Cal recommended this book when we were at XOXO this year. We were exchanging reading lists (hoo boy, I thought I was doing well at a hundred books a year, I read at half Cal's pace), and he suggested this book. It's heavy, he warned me, don't read it if you're not in a good place.

Which was good advice.

The book is a dystopian future, science fiction, murder mystery novel. It is also a book about grief, about avoiding an all consuming loss, until you can't, and then dealing with it.

Which is why the timing of the book was great. That and after five non-fiction books in a row, I was ready for some fiction.

Anyway, the main character, Blaxton, investigates deaths in the Archive, a fully immersive reconstruction of the world, stitched together from all the digital recordings available of a given area and time. Most people have implants to immerse in this reconstruction, but of course said world is full of ads, because, yeah, that's the way it works, we can't have nice things.

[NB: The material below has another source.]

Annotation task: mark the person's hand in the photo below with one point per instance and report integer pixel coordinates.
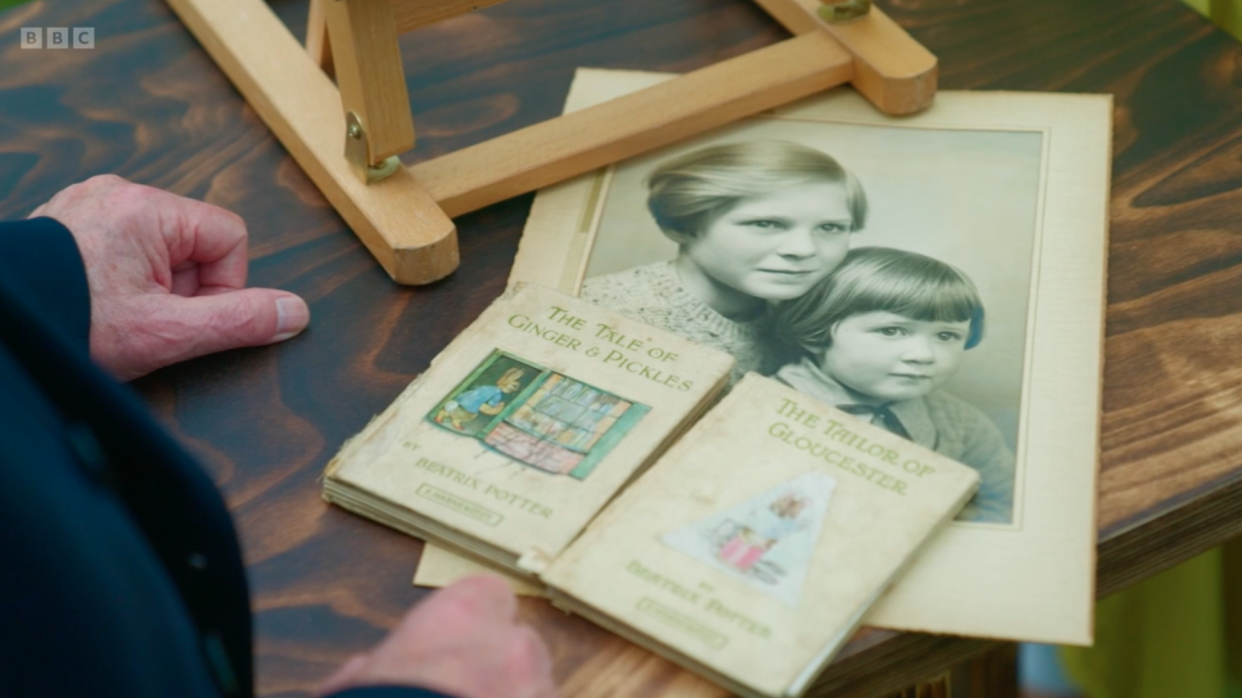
(462, 641)
(167, 277)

Blaxton comes across an unreported death, becomes obsessed with solving her murder, and his already unravelled life come undone.

Rage Becomes Her

Book Notes

This book was recommended in a number of book forums. Having read Women & Power recently, I put the book on hold at the library and read it when it dropped.

This was not the book I was expecting.

This is the book I needed.

This book is all about women and their anger, and how society tells us not to be angry, to suppress that rage, no one will like us, angry women are difficult, etc. etc. etc. Yes, I know you're not supposed to have three etc.'s together, that the etc. means continue this series after I have already given you three examples. ETC.

Okay, let's talk about my crying in the framework of this book. I have always been easy to tears, and not until my early twenties did I recognize that my crying was an expression of frustration of my powerlessness. After reading this book, I think I had it wrong. Yes, crying is an expression of my frustration, but it is also an expression of my anger.

I read this book and sat back and thought about all the times I've been told to shut up and sit down because I was embarrassing him, the number of times I've been told, "Oh, you have enough on your plate, you don't need to deal with this, just accept this current shitty situation *pat* *pat* *pat*," the non-zero times I had to walk away from a situation because someone else was being and ass and my calling him on it was "being difficult."

Red Clocks

Book Notes

There are five main female characters in this book, and I identify with four of them. Why did I pick up this book again?

Okay, for reals, this was not an easy book for me to read. The plot has five intertwined plots, a single woman who wants a child, an overachieving teen, a wife/mother in a relationship that isn't working, an arctic explorer/scientist, and a hippie / herbalist / off-the-grid non-conformist. Four of them live in costal Oregon, the explorer is the subject of the single woman's biography.

I do not know how this book ended up on my reading list. I suspect because it is a reasonable Handmaid's Tale-like near-future dystopian where Roe vs. Wade is repealed, and an eight-celled blastocyst is considered a full person in the eyes of the law, making even miscarriages suspect under the law, and women are aware that this near-future dystopian is much, much closer than we want to believe.

As far as I'm concerned, abortion can be illegal when we get the equivalent for men, something where they have no control over their own bodies, are shamed by society, forced to live with the consequences of a strongly personal and highly private decision made public decided by someone else, have to risk their lives, and have their bodies destroyed for the rest of their lives. Which is to say, no, abortion should never be illegal because it isn't your decision, it is the carrying woman's and only the woman's decision. The cells are not a person until they can sustain themselves outside of the womb. This book hits nearly every trigger I can imagine when it comes to women being lesser than men.

Anyway.

This book.

The single woman teacher who wants a kid. Fuck.

The overachiving high school student with all the same arguments I make. Fuck.

The wife / mother in a relationship that isn't working. Fuck.